We create a binary variable classifying each day’s ozone level as “Good” or “Bad” relative to the dataset mean.
x <- mean(clean$Ozone)
clean$Exposure_levels <- as.factor(ifelse(clean$Ozone > x, "Bad", "Good"))
We run a linear regression to examine how solar radiation, wind speed, temperature, and month predict ozone levels.
model <- lm(Ozone ~ Solar.R + Wind + Temp + Month, data = clean)
summary(model)
##
## Call:
## lm(formula = Ozone ~ Solar.R + Wind + Temp + Month, data = clean)
##
## Residuals:
## Min 1Q Median 3Q Max
## -40.344 -13.495 -3.165 10.399 92.689
##
## Coefficients:
## Estimate Std. Error t value Pr(>|t|)
## (Intercept) -74.23481 26.10184 -2.844 0.00537 **
## Solar.R 0.05222 0.02367 2.206 0.02957 *
## Wind -3.10872 0.66009 -4.710 7.78e-06 ***
## Temp 1.87511 0.34073 5.503 2.74e-07 ***
## Month6 -14.75895 9.12269 -1.618 0.10876
## Month7 -8.74861 7.82906 -1.117 0.26640
## Month8 -4.19654 8.14693 -0.515 0.60758
## Month9 -15.96728 6.65561 -2.399 0.01823 *
## ---
## Signif. codes: 0 '***' 0.001 '**' 0.01 '*' 0.05 '.' 0.1 ' ' 1
##
## Residual standard error: 20.72 on 103 degrees of freedom
## Multiple R-squared: 0.6369, Adjusted R-squared: 0.6122
## F-statistic: 25.81 on 7 and 103 DF, p-value: < 2.2e-16
The regression model explains 63.7% of the variation in ozone levels (Adjusted R-squared: 0.61), which is a strong fit for environmental data of this kind. Temperature is the strongest and most significant predictor — each one degree Fahrenheit increase is associated with 1.88 additional ozone units (p < 0.001). This aligns with the well-established chemistry of ground-level ozone formation, which accelerates in heat. Wind has a strong negative effect — each unit increase in wind speed reduces ozone by 3.11 units (p < 0.001). This is consistent with the dispersal effect of wind on atmospheric pollutants. Solar radiation has a smaller but statistically significant positive effect (0.05 units per unit of radiation, p = 0.03), confirming that sunlight contributes to ozone formation even after controlling for temperature. Monthly variation is partially significant. September shows meaningfully lower ozone than the baseline month of May (p = 0.02), but June, July, and August do not show statistically significant differences from May after controlling for temperature and wind — suggesting that the seasonal effect is largely captured by those two variables.

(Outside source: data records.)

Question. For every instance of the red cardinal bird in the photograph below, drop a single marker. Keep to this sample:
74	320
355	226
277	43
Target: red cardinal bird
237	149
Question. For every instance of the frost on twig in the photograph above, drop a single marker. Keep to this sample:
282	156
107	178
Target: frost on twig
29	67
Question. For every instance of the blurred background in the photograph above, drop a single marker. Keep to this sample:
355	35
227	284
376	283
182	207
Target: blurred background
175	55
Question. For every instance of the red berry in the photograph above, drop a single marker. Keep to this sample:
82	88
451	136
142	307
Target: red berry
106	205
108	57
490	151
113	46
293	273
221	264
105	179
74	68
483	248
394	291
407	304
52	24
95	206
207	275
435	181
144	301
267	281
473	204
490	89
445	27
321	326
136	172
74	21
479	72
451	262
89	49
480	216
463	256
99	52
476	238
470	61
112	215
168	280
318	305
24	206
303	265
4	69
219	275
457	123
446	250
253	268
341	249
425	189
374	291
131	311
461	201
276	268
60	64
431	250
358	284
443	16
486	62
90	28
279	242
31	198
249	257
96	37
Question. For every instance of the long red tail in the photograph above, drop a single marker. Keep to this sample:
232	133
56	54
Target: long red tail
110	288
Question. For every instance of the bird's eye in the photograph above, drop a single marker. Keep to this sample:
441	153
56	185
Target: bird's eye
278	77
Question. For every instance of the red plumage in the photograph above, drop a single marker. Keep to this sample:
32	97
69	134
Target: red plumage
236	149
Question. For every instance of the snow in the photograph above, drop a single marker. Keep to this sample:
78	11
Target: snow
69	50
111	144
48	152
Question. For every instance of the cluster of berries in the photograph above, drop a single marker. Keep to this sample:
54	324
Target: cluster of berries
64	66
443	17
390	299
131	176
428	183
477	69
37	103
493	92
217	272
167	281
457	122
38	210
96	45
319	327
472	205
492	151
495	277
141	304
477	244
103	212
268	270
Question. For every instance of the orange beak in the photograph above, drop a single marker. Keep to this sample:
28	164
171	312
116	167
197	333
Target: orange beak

This analysis uses a small historical dataset (153 observations, reduced further after dropping NAs) from a single city. The findings should not be generalised beyond this context. Additionally, dropping NA values rather than imputing them may introduce bias if missingness is not random. Future work could explore multiple imputation methods and a larger, more recent dataset.